With Jonathan Jones (ankle) inactive, Jack Jones on injured reserve and Marcus Jones lost to a shoulder injury before halftime, Myles Bryant and Shaun Wade rounded out the Patriots’ cornerback stable against Miami. Bryant didn’t leave the field after Jones’ injury and had to play out of position on the perimeter, and Wade saw the largest workload of his three-year pro career (14 snaps) after being a healthy scratch in Week 1. 

Wade and Bryant were in coverage on Tua Tagovailoa’s two deepest completions: 32 yards to Jaylen Waddle and 18 to Braxton Berrios. Gonzalez also mistimed a hit on Berrios’ catch that might have jarred the ball loose.

“The corner position’s unfortunately been thinned out here over the last couple weeks,” Belichick said in his Monday video conference. “But I thought those guys competed well. Obviously, this is a pretty good group of receivers and quarterback, but we had our good moments. I thought those guys competed well and gave us a great effort.” 

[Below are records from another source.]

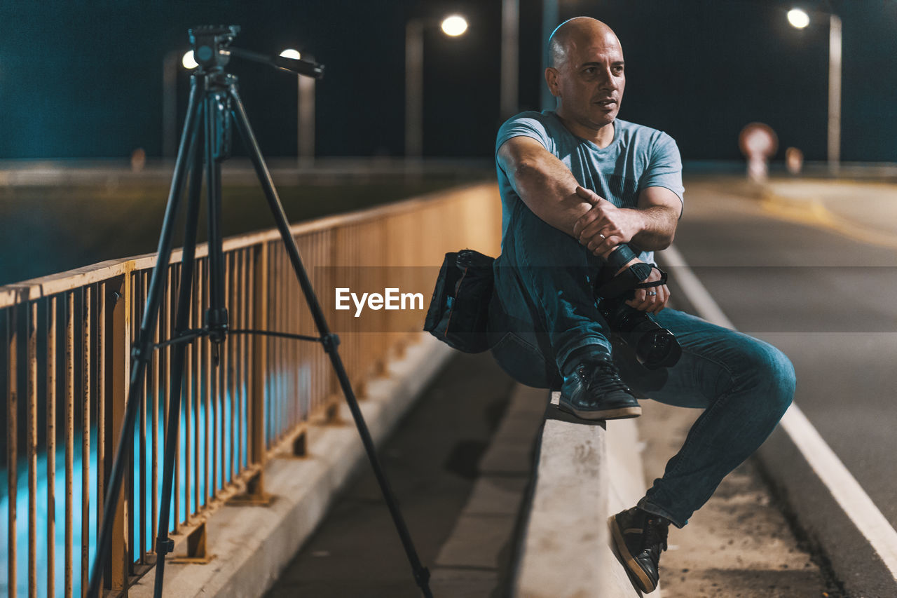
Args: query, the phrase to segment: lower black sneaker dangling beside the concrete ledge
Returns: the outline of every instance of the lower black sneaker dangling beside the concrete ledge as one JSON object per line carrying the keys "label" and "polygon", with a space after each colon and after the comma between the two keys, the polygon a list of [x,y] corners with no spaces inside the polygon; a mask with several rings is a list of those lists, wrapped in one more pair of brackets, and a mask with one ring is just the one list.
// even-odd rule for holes
{"label": "lower black sneaker dangling beside the concrete ledge", "polygon": [[645,594],[658,587],[660,553],[666,550],[669,522],[633,506],[610,518],[614,545],[632,582]]}

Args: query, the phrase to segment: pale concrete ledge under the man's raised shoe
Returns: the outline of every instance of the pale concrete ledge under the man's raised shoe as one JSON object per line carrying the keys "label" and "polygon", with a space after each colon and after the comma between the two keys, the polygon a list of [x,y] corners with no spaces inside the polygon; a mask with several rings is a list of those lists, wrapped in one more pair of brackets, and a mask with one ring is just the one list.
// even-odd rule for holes
{"label": "pale concrete ledge under the man's raised shoe", "polygon": [[607,527],[611,514],[634,506],[645,492],[635,422],[571,418],[554,407],[559,396],[554,393],[545,415],[514,595],[638,596],[614,557]]}

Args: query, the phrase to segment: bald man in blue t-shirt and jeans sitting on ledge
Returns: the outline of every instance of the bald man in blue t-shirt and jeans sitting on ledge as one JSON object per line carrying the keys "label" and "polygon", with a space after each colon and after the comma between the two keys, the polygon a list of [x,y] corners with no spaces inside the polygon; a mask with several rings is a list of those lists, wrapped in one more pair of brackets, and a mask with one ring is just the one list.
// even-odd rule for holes
{"label": "bald man in blue t-shirt and jeans sitting on ledge", "polygon": [[[640,415],[631,389],[704,409],[663,477],[610,519],[624,566],[651,592],[668,524],[683,527],[770,435],[794,394],[794,369],[767,343],[665,309],[666,279],[651,262],[682,215],[681,161],[670,136],[616,118],[626,79],[614,31],[570,19],[554,31],[549,55],[545,81],[557,110],[518,114],[496,141],[502,239],[492,354],[521,383],[560,387],[561,409],[579,418]],[[593,290],[602,277],[639,283],[627,303],[675,334],[678,363],[651,372],[612,347]]]}

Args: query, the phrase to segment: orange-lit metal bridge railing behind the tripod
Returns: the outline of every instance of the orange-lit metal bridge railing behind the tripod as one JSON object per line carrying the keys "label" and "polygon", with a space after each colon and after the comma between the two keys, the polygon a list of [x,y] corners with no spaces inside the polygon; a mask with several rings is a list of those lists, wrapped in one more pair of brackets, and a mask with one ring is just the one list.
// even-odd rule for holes
{"label": "orange-lit metal bridge railing behind the tripod", "polygon": [[[401,267],[428,267],[406,268],[405,274],[412,284],[431,289],[446,251],[471,247],[495,255],[500,232],[494,184],[292,226],[319,297],[333,293],[337,277],[341,286],[359,289],[395,286],[384,277]],[[231,328],[317,336],[276,231],[227,239],[223,249]],[[180,259],[175,251],[156,342],[173,330]],[[155,262],[155,255],[112,260],[0,286],[0,451],[6,456],[0,514],[5,505],[7,522],[0,539],[6,560],[0,593],[69,598],[86,590],[125,411],[130,347]],[[383,266],[389,268],[374,268]],[[191,327],[200,326],[208,304],[206,268],[204,245],[196,252]],[[374,328],[352,312],[328,314],[360,397],[365,380],[421,333],[423,313],[378,312]],[[126,593],[154,562],[170,351],[159,348],[147,367],[134,456],[106,566],[105,587],[114,593]],[[175,534],[205,521],[251,485],[270,455],[343,400],[326,354],[313,343],[233,334],[215,368],[210,341],[202,339],[187,349],[186,364],[170,530]]]}

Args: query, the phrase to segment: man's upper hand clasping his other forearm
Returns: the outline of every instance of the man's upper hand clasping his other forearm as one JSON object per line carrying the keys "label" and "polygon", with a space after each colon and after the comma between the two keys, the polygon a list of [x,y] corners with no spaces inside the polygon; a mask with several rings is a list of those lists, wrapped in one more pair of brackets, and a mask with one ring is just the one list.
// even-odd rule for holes
{"label": "man's upper hand clasping his other forearm", "polygon": [[614,206],[594,191],[576,188],[576,194],[592,204],[573,225],[573,235],[595,255],[607,257],[617,245],[627,243],[642,229],[638,210]]}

5. The special teams mojo might be back 
The Patriots’ special teams were, by one prominent metric, the worst in the NFL last season. Two games into 2023, they’re looking much more like New England’s kicking game units of old.

After a solid Week 1 showing that featured two strong returns and some booming Bryce Baringer punts, New England delivered a field goal block for the ages Sunday night. It came courtesy of Brenden Schooler, who lined up near the sideline, motioned toward the formation and then, with a head of steam, shot into the backfield to swat down a 49-yard attempt by Jason Sanders.

The highlight-reel play kept the Patriots within striking distance late in the third quarter and gave them a necessary spark. Sanders also proceeded to miss his next attempt, a 55-yarder with 2:19 remaining that would have put the game away.

Chad Ryland went 3-for-3 on his kicks for New England (two extra points, one 49-yard field goal) while Baringer delivered punts that pinned Miami at its own 8-, 15- and 16-yard line with no touchbacks. Douglas replaced the injured Marcus Jones on punt returns and didn’t have any handling issues.

Joe Judge was rightfully criticized last season for his role in the Patriots’ offensive nosedive, but his shift back to special teams seems to have had a positive influence on those units. Judge now is New England’s de facto special teams coordinator, with Cam Achord and Joe Houston assisting him.

6. The postseason odds are not on New England’s side
Belichick’s bunch now is 0-2 for the first time since 2001. Just 11.5% of 0-2 teams since 1990 went on to make the playoffs. But we did see one team pull off that feat last season (Cincinnati), and at least one every year from 2013 to 2018. Doing so isn’t unprecedented.

New England, though, will be looking to do something only one club has accomplished in the Super Bowl era: reach the postseason after opening with back-to-back home losses. The 2003 Eagles are the lone outlier there.